British aid convoys in central Bosnia have been suspended because it is feared that foreign Islamic fighters are hunting down Britons, a United Nations refugee official said yesterday.

The move followed an incident on Sunday when two Norwegian aid workers were held up at gunpoint by two men and threatened with execution.

The men let the Norwegians go when they discovered that they were not British, said Kris Janowski, spokesman for the United Nations High Commissioner for Refugees (UNHCR) in Sarajevo.

One of the gunmen spoke Arabic and UN officials believe that he may be a mujahedin fighter - a volunteer from an Islamic country who joined the Muslim-led government's fight against Serb separatists.

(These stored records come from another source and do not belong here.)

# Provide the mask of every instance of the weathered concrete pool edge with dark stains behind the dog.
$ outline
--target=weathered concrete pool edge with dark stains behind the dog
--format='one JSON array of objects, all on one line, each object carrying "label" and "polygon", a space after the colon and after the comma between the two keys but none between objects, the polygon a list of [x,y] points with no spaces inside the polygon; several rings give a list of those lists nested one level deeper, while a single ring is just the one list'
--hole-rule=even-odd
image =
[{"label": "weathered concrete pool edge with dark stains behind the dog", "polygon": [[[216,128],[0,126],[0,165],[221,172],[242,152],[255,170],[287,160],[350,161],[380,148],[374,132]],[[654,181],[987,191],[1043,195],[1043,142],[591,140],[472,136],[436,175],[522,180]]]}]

The UN has linked the incident to the killing of a mujahedin fighter by a British UN soldier two weeks ago.

The soldier was guarding an armoured troop carrier during a reconnaissance patrol near Bugojno and opened fire when he believed that the man was about to shoot him, a UN spokesman said.

"They seem to have been looking for Britons. They may be carrying a grudge. It is alarming," Mr Janowski said.

A protest had been filed with the government, he added. The convoys affected are those to the government enclave of Tuzla. Mr Janowski said he expected them to start again in the next few days.

The reports underscore the continuing dangers a week before the Bosnia peace talks open in Ohio.

President Alija Izetbegovic yesterday raised the stakes by insisting that his Muslim-led government was winning the war, and that he would not accept the division of his country "in whatever packaging it may be served".

He told the UN that partition would simply lead to a restart of the fighting.

And if the talks were successful, he demanded that the international community deny reconstruction assistance to any party which refused to respect human rights.

The Bosnian leader was speaking as he and President Franjo Tudjman of Croatia prepared to meet President Bill Clinton in a last round of bilateral summitry before the two leaders join President Slobodan Milosevic of Serbia for negotiations at an air base in Dayton.

There are also growing signs of difficulties in organising the Nato-led force that will police any deal.

Tomorrow the United States and Russian defence ministers meet at the Pentagon to work out a formula for Russia to take part in the force, following the failure of Mr Clinton and President Boris Yeltsin to do so at their brief summit near New York on Monday.

No less troublesome for Mr Clinton is mounting congressional and public unease over plans to send 20,000 US troops to Bosnia to help police a settlement. A poll conducted for the USA Today newspaper indicated a narrow 50-44 margin in favour of US participation.

But that figure turns into a two-to-one majority against on the assumption that the force will take some casualties. Overwhelmingly the public believes that Mr Clinton should secure approval from Congress before sending soldiers, something the White House says it is not bound to do.

The Republican-dominated Congress continues to demonstrate a desire to push into the domain of foreign policy.

Yesterday Mr Clinton rejected a suggestion by the Republican Bob Dole, the Senate majority leader, that President Milosevic should be barred from the peace talks, saying that it would undermine the peace process.